O
Brasil na panela: dá um caldo
*
Por José Ribamar Bessa Freire
A
cozinha de um país é sua paisagem colocada na panela. (Provérbio
Catalão)
O
Brasil inteiro cabe dentro de uma panela. Não me refiro à usada
pelos “paneleiros” para derrubar uma presidente eleita. Tal
panela é vazia e oca como seus usuários, ao contrário da outra,
farta, cheia de ingredientes, condimentos, alimentos que geram
turbulências quando não são transportados por caminhões pelas
estradas para chegarem à cozinha do consumidor. Dentro dela cabem
receitas, temperos, cheiros, sabores, festa, música, humor,
literatura, economia doméstica, saúde, higiene e o quiabo a quatro.
Essa
receita do Brasil está no livro editado pela EDUFF lançado
recentemente na Livraria Icaraí, em Niterói – Discurso
sobre alimentação nas enciclopédias do Brasil: Império e Primeira
República –
de Phellipe Marcel, professor da Universidade do Estado do Rio de
Janeiro (UERJ). Ele realizou a façanha de encher a panela com sua
pesquisa de doutorado para analisar o Brasil dentro deste caldeirão:
o Brasil caipira, rural, urbano e suas identidades. O Brasil, não a
caricatura que a TV
Globo quer
no futuro, mas o que a gente tem agora.
O
tema surgiu graças ao carinho das duas avós do autor que
embaralharam narrativas, identidades e receitas e alimentaram o
Phellipinho com pão de ló. A vovó Yolanda, carioca, filha de
paraibanos e italianos, preparava ensopadinhos e doce de
laranja-da-terra. A vovó Cícera, alagoana, descendente de índios
com franceses, preparava um cuscuz imbatível, pudim de pão e
galinha cabidela ou ao molho pardo, que dá água na boca só em
falar. Pronto. Foi daí que nasceu o tema, temperado pelas avós de
tantos brasis: latino, índio, negro.
Receita
do Brasil
Mas
um tema sozinho não faz verão, mesmo que o pesquisador se entregue
apaixonadamente a ele como foi o caso. Faltavam os documentos e as
ferramentas de análise. O autor, com gosto e vocação para a
pesquisa, vasculhou os acervos da Biblioteca Nacional e da Academia
Brasileira de Letras em busca de alimentos ali registrados, assim
como aqueles que foram silenciados e apagados naquilo que
historicamente se considerava alimentação do brasileiro.
Encontrou
rico material, de cuja existência nem suspeitava. Consultou textos e
uma rica bibliografia incluindo desde a Carta de
Pero Vaz de Caminha até as crônicas e relatos de viajantes.

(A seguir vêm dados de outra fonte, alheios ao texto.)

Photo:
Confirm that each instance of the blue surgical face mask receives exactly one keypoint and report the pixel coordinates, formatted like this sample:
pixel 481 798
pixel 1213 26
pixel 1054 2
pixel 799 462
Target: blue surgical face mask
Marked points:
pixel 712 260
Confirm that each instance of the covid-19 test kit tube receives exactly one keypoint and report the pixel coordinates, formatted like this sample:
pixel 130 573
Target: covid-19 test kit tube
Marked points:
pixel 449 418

Identificou os discursos sobre comida que circulam no Brasil nos
livros de culinária, em almanaques, revistas, com o corpus de
análise concentrado nas enciclopédias. Analisou prefácios,
introduções, apresentações e notas dos editores na abertura das
coletâneas,
E
as ferramentas de análise? Ele foi buscá-las no Programa de
Pós-Graduação em Estudos da Linguagem da Universidade Federal
Fluminense (UFF), que lhe forneceu os instrumentos conceituais e
teóricos no campo da Análise do Discurso (AD), complementando a
busca na Université
Paris 13,
sob a orientação segura da doutora Vanise Gomes de Medeiros.
O
livro se dirige não apenas aos conhecedores desta área, mas também
a nós – eu e muitos leitores – que não somos especialistas em
AD. Para isso, define os conceitos usados na tentativa de apreender
as filiações de sentido nas enciclopédias publicadas no período
de 1863 a 1925 sobre a comida brasileira para revelar em que medida
tal operação ajuda a entender o Brasil e os brasileiros.
O
corte cronológico toma como ponto de partida uma das primeiras
enciclopédias publicadas no Brasil – a Encyclopedia
do Riso e da Galhofa em Prosa e Verso (1863)

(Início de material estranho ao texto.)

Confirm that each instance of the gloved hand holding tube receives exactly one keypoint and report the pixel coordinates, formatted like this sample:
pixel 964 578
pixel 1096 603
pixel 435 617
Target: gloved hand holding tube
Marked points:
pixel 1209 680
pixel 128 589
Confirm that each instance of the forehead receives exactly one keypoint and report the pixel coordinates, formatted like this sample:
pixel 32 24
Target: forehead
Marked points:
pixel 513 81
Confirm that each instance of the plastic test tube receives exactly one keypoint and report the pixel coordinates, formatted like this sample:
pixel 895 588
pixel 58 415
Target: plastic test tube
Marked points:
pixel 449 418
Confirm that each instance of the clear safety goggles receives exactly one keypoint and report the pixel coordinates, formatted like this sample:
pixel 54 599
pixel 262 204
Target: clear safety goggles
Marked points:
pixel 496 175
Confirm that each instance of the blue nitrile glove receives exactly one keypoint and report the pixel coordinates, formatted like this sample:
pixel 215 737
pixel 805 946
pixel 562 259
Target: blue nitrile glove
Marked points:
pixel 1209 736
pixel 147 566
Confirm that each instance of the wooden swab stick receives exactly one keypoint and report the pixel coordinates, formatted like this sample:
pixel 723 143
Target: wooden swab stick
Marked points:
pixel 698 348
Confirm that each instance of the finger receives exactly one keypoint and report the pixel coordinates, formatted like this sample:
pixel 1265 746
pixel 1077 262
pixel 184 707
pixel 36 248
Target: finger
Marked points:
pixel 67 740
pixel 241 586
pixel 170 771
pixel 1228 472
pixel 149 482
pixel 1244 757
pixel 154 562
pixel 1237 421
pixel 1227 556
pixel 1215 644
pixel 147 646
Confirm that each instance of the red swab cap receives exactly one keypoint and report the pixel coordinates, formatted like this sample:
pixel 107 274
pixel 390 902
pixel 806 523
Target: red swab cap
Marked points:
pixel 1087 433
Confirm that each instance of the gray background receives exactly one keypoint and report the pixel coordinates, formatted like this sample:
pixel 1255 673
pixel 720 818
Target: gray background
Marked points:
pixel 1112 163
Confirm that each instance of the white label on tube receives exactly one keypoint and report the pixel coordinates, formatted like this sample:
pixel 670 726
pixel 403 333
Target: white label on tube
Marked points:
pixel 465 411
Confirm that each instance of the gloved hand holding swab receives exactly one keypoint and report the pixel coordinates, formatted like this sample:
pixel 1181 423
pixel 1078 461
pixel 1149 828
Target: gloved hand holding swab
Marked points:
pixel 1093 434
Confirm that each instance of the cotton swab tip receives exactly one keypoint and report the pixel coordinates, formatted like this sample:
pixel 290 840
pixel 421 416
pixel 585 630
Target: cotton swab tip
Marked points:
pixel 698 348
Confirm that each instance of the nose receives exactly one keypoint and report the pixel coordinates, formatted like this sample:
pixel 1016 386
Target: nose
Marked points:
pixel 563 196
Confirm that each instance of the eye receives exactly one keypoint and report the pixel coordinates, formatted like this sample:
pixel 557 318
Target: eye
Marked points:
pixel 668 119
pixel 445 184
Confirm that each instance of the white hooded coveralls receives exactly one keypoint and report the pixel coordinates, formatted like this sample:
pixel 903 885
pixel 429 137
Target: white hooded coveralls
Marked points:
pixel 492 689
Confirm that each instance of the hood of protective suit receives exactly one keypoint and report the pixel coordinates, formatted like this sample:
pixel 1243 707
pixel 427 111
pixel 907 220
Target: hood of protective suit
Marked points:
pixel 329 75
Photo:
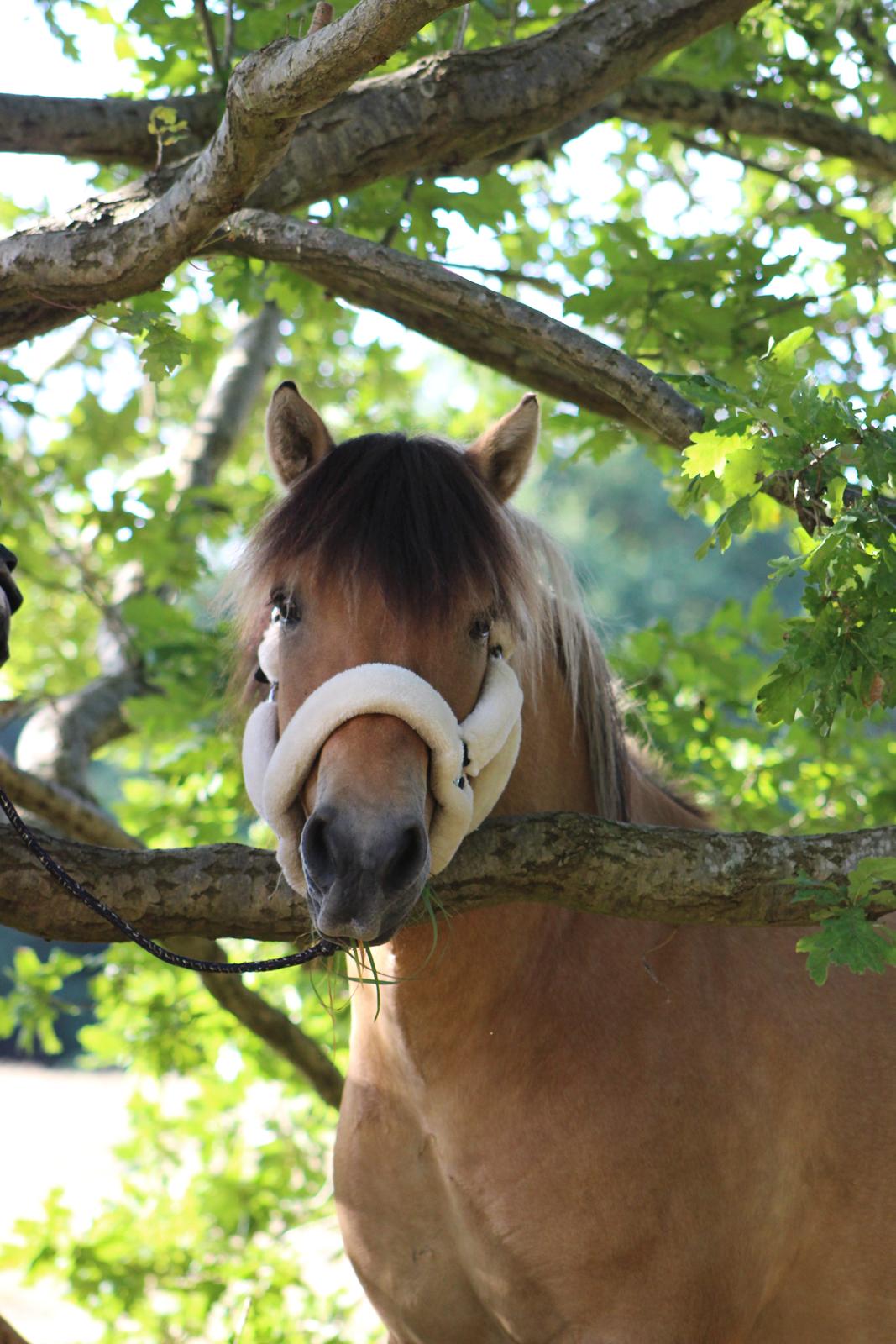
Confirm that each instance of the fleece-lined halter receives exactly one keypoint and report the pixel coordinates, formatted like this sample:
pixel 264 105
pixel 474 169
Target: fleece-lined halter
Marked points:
pixel 470 763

– e outras identificadas como fundadoras e que permitem reconstruir
a história dos sabores: a Encyclopedia
popular (1879)
- a primeira de divulgação científica em nosso país;
a Encyclopedia
e Diccionario Internacional (1920),
pioneira na organização em verbetes; o Thesouro
da Juventude (1925)
destinado à educação infantil, uma espécie de google da
minha geração e, finalmente, O
Cozinheiro Nacional (1870),
o primeiro livro de culinária com receitas.
Dupla
feijão-farinha
Com
esse material, o autor mostra discursivamente como se dá nas
enciclopédias a formação daquilo que vai sendo chamado de comida
brasileira, bem como a constituição da identidade nacional que se
constrói, entre outros materiais, com a culinária, talvez muito
mais do que com o futebol. Mais do que no gramado e nos estádios, o
Brasil está mesmo é na panela.
A
tese torna evidente o apagamento do discurso sobre a formação da
alimentação no Brasil no que diz respeito às influências e
contribuições do negro e do índio, marginalizados em detrimento da
herança lusa. O consumo de feijão, por exemplo, é registrado pelo
viajante francês Saint-Hilaire, entre 1816 e 1822, em diferentes
pratos com feijão-preto: “à moda brasileira”, “a modo dos
colonos”, “em tutu”, “tutu à baiana” e até a “feijoada”.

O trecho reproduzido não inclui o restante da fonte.